14/04/2020 by Ochieng Oloo 0 Comments
Empowering the Bank Customer
Social media is rife with stories of customers being defrauded by bank employees. There was a recent story on Facebook about a customer of a reputable local bank who went to withdraw US$5,000 only to discover when he got home that he had instead been given 50 notes of US$1 denominations each, amounting to US$50 in value
I have also seen several stories of people claiming they were defrauded on various bank digital platforms and their banks resoundingly doubting them and branding them accomplices.
When such cases are reported to the banks, more often than not they are ignored. The Banking Sector Charter (BSC) mooted by the Central Bank of Kenya now has guidance on complaints handling. Banks must acknowledge complaints received from customers with in 48 hours and resolve them within 7 days. If not resolved in 7 days, then the customer must get a progress update every seven days.
Granted technology is a challenge for quite a large number of customers leaving them vulnerable to fraudsters but some of the incidents we have witnessed reek of negligence on the part of the banks. Why for example can’t a bank be responsible enough to ensure that the CCTV cameras in the ATM booths or capturing tellers as they serve their customers are working properly. Some banks absolve themselves from blame whenever a customer loses money on the digital platforms claiming the customer must have given their password to the fraudsters and the story ends at that.

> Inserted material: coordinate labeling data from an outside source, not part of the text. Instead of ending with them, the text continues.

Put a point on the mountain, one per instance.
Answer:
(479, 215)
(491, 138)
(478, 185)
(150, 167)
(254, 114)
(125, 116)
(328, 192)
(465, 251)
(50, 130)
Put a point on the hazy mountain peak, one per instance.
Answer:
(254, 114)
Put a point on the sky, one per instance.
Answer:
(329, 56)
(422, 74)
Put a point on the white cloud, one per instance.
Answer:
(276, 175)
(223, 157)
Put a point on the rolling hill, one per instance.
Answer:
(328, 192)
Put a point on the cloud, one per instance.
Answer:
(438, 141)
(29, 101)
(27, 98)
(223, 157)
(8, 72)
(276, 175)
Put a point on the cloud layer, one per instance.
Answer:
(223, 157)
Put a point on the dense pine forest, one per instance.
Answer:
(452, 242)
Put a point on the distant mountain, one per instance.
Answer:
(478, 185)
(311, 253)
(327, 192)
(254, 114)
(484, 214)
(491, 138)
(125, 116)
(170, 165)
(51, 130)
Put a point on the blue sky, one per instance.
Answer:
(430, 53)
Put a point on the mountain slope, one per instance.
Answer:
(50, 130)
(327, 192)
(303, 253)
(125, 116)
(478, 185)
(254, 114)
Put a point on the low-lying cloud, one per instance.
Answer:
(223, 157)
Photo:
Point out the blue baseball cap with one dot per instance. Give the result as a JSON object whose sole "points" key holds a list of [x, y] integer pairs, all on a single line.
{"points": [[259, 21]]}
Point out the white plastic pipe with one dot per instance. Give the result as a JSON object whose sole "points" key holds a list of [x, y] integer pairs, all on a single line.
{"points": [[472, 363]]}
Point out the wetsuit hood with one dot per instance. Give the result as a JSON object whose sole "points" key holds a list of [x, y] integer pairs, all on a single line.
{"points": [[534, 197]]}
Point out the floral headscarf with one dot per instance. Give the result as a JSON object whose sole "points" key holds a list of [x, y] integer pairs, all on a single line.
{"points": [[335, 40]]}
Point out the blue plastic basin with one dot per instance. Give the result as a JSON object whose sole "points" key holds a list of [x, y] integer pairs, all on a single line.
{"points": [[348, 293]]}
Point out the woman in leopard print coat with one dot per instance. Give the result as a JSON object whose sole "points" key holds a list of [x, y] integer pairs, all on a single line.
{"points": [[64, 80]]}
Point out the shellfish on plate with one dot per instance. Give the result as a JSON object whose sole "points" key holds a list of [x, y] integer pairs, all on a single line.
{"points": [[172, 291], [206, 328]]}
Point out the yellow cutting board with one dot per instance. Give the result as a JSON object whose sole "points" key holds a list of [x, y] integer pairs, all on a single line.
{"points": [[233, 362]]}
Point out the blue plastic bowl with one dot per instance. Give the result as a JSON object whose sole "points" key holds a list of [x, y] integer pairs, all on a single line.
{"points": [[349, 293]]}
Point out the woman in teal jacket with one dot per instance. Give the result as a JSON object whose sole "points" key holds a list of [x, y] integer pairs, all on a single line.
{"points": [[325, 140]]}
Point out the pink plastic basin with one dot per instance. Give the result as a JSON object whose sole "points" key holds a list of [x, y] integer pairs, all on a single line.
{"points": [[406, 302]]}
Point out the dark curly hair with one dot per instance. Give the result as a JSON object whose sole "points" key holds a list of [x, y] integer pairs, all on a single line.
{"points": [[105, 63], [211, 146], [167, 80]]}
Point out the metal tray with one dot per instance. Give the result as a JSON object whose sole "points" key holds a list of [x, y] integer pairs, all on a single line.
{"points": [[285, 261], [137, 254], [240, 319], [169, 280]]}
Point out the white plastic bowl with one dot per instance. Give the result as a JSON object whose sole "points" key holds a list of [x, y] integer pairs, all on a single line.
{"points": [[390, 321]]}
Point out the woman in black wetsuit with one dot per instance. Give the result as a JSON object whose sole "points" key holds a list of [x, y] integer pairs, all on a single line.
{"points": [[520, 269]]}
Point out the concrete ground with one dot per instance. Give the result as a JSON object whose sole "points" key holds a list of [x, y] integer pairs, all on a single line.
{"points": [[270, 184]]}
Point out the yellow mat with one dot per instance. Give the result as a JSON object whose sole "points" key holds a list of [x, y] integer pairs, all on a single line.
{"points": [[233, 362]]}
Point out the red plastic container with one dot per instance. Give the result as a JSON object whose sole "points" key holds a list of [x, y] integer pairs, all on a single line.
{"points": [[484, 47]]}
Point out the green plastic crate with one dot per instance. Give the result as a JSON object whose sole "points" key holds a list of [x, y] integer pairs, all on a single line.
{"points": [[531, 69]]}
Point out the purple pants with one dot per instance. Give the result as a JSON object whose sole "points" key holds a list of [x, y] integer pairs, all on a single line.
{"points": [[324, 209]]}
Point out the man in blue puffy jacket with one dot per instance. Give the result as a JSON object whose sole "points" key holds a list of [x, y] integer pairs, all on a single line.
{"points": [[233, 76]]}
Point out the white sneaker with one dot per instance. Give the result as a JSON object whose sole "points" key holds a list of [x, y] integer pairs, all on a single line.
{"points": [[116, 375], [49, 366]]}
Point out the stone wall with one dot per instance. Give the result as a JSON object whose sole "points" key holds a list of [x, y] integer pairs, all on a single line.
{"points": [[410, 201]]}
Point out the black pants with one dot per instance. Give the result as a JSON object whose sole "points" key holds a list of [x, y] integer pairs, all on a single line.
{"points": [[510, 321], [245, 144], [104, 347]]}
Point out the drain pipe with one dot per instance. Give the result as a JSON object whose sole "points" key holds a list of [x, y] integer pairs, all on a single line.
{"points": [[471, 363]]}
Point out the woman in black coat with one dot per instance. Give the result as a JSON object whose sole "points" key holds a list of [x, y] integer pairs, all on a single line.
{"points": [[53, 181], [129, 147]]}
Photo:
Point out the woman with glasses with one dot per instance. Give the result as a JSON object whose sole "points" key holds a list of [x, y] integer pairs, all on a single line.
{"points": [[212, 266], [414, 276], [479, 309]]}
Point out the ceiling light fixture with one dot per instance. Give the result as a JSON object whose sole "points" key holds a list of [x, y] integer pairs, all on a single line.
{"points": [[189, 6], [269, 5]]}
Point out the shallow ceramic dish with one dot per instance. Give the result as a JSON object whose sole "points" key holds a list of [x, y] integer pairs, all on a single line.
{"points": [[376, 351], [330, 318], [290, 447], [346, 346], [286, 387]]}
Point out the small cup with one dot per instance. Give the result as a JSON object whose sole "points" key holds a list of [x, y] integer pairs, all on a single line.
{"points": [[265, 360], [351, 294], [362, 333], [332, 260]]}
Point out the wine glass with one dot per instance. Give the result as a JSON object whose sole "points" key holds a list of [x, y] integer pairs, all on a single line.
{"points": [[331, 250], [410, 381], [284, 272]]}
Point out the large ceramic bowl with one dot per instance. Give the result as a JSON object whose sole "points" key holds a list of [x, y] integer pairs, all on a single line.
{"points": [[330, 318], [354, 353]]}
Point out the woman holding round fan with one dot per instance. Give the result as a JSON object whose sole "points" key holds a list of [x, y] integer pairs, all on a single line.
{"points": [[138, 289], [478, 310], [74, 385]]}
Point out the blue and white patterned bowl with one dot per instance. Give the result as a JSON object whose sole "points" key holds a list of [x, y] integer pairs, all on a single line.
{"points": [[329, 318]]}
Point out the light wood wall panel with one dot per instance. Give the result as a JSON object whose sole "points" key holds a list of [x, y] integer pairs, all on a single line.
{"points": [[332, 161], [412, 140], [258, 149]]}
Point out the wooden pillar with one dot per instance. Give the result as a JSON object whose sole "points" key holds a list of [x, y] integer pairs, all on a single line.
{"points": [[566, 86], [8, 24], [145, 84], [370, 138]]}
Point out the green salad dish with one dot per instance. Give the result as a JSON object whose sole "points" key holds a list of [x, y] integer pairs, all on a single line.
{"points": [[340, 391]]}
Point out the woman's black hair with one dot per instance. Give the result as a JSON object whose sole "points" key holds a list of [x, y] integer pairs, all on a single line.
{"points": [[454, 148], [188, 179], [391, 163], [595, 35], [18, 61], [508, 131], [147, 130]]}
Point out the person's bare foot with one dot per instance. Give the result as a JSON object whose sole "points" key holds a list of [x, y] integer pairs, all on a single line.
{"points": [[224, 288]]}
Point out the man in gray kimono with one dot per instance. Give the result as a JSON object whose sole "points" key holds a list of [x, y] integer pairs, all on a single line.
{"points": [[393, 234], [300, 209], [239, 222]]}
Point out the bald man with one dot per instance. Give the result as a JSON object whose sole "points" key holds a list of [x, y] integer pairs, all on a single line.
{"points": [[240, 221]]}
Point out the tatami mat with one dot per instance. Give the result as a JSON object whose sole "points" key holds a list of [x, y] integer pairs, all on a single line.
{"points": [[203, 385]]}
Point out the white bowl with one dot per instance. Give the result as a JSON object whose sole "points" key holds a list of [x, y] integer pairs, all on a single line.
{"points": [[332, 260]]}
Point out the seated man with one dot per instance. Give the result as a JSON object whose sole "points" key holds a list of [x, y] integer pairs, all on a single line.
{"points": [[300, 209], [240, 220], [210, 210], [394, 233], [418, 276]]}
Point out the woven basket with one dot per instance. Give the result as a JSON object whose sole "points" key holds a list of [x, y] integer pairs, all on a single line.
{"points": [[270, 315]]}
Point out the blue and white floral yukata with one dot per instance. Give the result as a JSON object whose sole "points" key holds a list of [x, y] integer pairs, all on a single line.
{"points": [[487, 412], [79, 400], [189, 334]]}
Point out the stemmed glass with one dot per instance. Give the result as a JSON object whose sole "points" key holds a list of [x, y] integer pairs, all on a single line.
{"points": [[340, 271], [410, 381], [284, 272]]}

In some banks, whenever one deposits a substantial amount of money, they start receiving calls from fraudsters claiming to be calling from the bank regarding a problem with their password or ID. How do these fraudsters know that funds have hit the accounts?
Lest we forget, the major reason for the enactment of the interest rate capping law in Kenya in 2012 was the greed exhibited by some banks that saw them hike rates to unpalatable levels. While banks competed on who would report the highest profit growth many Kenyans were left heaving under the burdens huge debts. Many businesses closed and bad loans in the banking sector soared.
Perhaps I should ask; why are Kenyan banks still not charging their customers rates based on their risk profile? The initial purpose of Credit Information Sharing (CIS) for banks, that commenced in 2010 was to improve collections. Because customers fear being listed, they are more amenable to honoring their payment obligation on time. Indeed this has helped improve collections for banks.
But what has it done for customers? Kenyan banks have been providing full file information on their borrowing customers to the credit bureaus for four years now so there is enough data to tack customer risk profiles but the sector is not using this information to price customer loans. In fact bureaus now provide banks with a PPI (Payment Performance Index) score. The banks however prefer to solely look at whether one is listed or not when appraising loan applications.
The Central Bank of Kenya, the regulator, previously argued that the rating system in Kenya is not yet mature, but that was four years ago.
The repeal of the three year law capping interest rates in November last year, came as a big relief to the banking sector and the economy as a whole. However, it is imperative that we ensure we never go back there. The CBK has been quite categorical on banks keeping interest rates low, in fact although the capping law is gone, the CBK has prevailed upon banks that attempt to increase their rates to rescind their decision.
Through the Banking Sector Charter (BSC), the CBK hopes to reign in banks and get them to be more transparent in their operations and services, have fair pricing for all their products, handle customer complaints more appropriately, impart financial knowledge to their customers and most importantly, ensure a risk based pricing model is established before banks start exercising their rights to price in the new regime.
The BSC is a noble instrument that should make banking in Kenya more responsible when fully implemented.